A new robot is changing the way child autism is diagnosed and treated.
The robot, called Zeno, is a collaboration between Dr Dan Popa at the University of Texas at Arlington (UTA), Hanson RoboKind, Dallas Autism Treatment Centre, Texas Instruments and National Instruments, and is the brainchild of Hanson Robot owner and former Disney imagineer David Hanson.
Traditionally, the disorder is recognised amongst children through social interaction and speech exercises. This has meant that no diagnosis can be attempted before the child can talk. Zeno is set to revolutionise this. By using National Instrument (NI) tools, Zeno can primarily interact with children through nonverbal communication such as body movement. He has a wide array of facial expressions and he can walk and talk in order to fully communicate with a child. What is more, UTA has integrated a Microsoft Kinect sensor into the system allowing the therapist to conduct therapy sessions remotely. This can help speed up the diagnosis process.

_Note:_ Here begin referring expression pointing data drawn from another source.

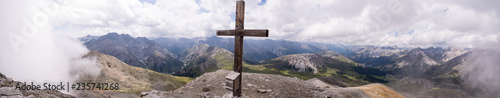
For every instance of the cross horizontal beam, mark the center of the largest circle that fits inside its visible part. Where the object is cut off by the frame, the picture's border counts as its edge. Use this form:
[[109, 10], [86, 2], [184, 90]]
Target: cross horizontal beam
[[245, 32]]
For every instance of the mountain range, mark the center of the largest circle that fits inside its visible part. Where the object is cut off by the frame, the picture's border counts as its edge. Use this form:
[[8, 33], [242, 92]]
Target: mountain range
[[337, 64]]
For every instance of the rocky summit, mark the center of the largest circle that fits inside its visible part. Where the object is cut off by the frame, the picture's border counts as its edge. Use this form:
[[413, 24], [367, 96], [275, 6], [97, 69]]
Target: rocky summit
[[257, 85]]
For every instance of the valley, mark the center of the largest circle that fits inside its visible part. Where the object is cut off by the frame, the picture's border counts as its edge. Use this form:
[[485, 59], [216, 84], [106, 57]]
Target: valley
[[407, 70]]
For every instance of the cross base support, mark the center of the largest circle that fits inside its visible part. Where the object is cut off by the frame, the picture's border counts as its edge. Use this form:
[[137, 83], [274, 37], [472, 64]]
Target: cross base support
[[230, 79]]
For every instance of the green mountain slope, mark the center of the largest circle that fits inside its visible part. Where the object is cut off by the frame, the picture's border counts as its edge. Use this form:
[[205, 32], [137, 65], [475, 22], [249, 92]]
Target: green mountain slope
[[131, 79]]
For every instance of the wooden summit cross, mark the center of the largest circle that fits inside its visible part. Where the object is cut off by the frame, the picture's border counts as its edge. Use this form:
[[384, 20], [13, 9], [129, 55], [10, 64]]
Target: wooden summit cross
[[234, 78]]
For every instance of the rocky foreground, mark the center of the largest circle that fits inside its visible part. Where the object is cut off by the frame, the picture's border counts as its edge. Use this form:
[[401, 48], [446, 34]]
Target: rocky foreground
[[266, 85], [7, 90]]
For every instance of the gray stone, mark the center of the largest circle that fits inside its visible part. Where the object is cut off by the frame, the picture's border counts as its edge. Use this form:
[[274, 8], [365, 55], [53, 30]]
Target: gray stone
[[264, 90]]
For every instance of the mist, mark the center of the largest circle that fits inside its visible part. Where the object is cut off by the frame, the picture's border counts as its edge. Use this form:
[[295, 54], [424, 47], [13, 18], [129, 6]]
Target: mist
[[32, 52], [482, 69]]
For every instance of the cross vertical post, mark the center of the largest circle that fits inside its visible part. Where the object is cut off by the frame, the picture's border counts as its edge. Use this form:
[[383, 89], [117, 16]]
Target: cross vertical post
[[238, 46], [234, 78]]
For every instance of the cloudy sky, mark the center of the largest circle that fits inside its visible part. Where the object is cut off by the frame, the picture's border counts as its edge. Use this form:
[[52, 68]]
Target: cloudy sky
[[412, 23]]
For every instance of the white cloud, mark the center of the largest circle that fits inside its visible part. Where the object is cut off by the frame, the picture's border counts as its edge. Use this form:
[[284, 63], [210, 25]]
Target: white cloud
[[431, 23]]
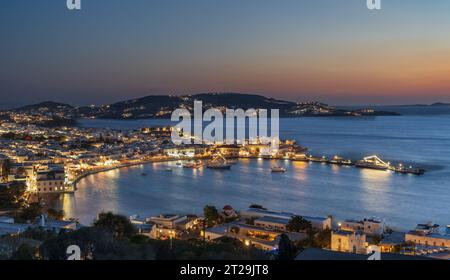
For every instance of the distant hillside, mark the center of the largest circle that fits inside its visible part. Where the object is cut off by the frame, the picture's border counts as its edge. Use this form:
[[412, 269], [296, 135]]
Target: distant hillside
[[162, 106], [49, 106]]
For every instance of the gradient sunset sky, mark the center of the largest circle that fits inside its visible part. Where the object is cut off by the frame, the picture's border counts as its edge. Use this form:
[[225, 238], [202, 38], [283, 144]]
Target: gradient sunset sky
[[334, 51]]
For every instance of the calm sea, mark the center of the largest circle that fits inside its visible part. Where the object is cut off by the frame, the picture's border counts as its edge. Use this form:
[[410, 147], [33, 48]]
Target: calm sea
[[420, 136]]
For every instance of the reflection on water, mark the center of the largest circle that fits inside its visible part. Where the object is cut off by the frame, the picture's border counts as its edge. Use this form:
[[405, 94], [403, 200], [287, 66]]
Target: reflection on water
[[307, 188]]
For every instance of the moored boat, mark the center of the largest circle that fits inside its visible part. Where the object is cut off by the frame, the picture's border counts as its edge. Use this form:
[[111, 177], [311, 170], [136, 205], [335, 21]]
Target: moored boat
[[373, 162], [278, 169]]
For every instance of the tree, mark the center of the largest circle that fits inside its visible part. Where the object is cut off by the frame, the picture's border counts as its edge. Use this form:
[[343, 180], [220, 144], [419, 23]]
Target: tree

Dr Dan Popa from UTA believes that Zeno is a good motivator for children as he is very engaging and non-threatening; the children listen to the robot. “The idea would be for the robot to instruct kids, give them some useful social skills and at the same time observe their reactions and calculate their reaction times. That calculation could form some kind of an autism scale.”
There are three ways that therapists can use Zeno. “The first mode is called a scripted mode of interaction where you pre-programme a certain sequence of motions,” Popa explains. “For the second mode we have added a control system using National Instruments Single-Board RIO so we can have an operator or therapist control the robot by tele-operations. In this mode it mirrors the motions of the instructor.”
The NI Single-Board RIO platform combines a real-time processor, reconfigurable field-programmable gate array (FPGA) and analogue and digital I/O on an embedded, single board that is programmed with NI LabVIEW.
“In the third mode we can also let the child take control of the robot directly using a Microsoft Kinect,” Popa adds. “This third mode can be unsafe as the child can do things like slap himself that the robot will copy and possibly break. So we tend to use this third mode as entertainment for the kids. Usually it is the therapist controlling Zeno, which could be in the background or right in the same room.”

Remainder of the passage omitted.